Jakarta   /   Wed, July 10, 2019   /   09:00 am
Appeal for amnesty Justice in the balance: Protesters gather in Palembang, South Sumatra, in support of Baiq Nuril Makmun, a school teacher from Mataram, West Nusa Tenggara, who is facing a six-month jail sentence for defaming her alleged harasser. (Antara/Feny Selly)

A woman recorded a lewd phone call received from her boss. Her friend reportedly spread it to their friends, and the boss, who was fired from his position as a state high school principal in Mataram, West Nusa Tenggara, sued her for defamation.
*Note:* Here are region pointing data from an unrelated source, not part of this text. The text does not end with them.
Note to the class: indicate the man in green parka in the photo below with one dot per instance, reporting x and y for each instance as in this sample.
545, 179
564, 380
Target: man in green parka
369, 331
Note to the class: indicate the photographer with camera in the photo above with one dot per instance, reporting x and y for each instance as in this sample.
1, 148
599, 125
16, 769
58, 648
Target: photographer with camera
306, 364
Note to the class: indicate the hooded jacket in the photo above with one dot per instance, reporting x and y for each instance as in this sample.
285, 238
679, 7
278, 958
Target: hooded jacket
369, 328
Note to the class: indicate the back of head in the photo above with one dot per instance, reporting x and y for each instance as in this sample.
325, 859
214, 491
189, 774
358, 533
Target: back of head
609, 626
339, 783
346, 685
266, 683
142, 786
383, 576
He won at the Supreme Court, sending a chilling signal that victims of harassment should shut up and avoid further trouble and stigma.

But Baiq Nuril Maknun, the contract employee sentenced to six months and fined Rp 500 million (US$34,650) for defamation and violating the Electronic Information and Transactions (ITE) Law, is showing the way for victims of harassment in Indonesia and beyond.

Thousands are supporting her only remaining legal avenue, an amnesty from President Joko “Jokowi” Widodo, as she maintains her innocence, as pronounced by a lower court. Law and Human Rights Minister Yasonna Laoly has pledged to support Baiq in seeking an amnesty by providing legal arguments for the President. Yasonna correctly said failure to support Baiq’s amnesty would make other victims afraid to report their experiences.

While some victims are willing to report physical and nonphysical sexual abuse, most still face a lost cause, with the lack of emphatic and trained law enforcement officials, including police and judges.

In Baiq’s case, some may smirk that she could just endure six months behind bars and move on without so much hullabaloo — but Baiq says she wishes to assert that the sexual advances were unwanted, as she had repeatedly told her boss, Muslim.

As the National Commission for Violence Against Women reiterates, the country urgently needs the sexual harassment bill passed into law. Among other things, this would clear up vagaries by defining several types of sexual harassment and violence and taking into account imbalanced relations of power that suppress victims’ instinct and courage to speak up. None of these are in the Criminal Code, which at best gives perpetrators a slap on the wrist for “indecent behavior”.

Continuous support for Baiq is necessary, as it is but one small part of the struggle to end an overwhelmingly sexist culture despite all our chest-beating of democratic progress. Apart from also overhauling the ITE Law, which has jailed hundreds of people for defamation, police and judges, among others, need continuous enlightening and training to recognize sexual crimes and support victims even though material evidence and witnesses may be lacking.

Yes, a few women may expertly fake rape, for instance, but too many rapists have walked free, including by complying with community pressure to marry the victims, regardless of the latter’s wishes.

Among the encouraging signs in recognizing sexual crimes is a recent Supreme Court ruling in favor of a teenage rape victim earlier accused of undergoing an illegal abortion. The girl from Jambi, who was 15 when she was raped, had been sentenced to six months in jail and three months of community service last year.

Nevertheless, the fight against impunity for sex criminals will last long. For this reason, we hope the ongoing selection of Supreme Court justices brings forth candidates who are poised to deliver justice for victims.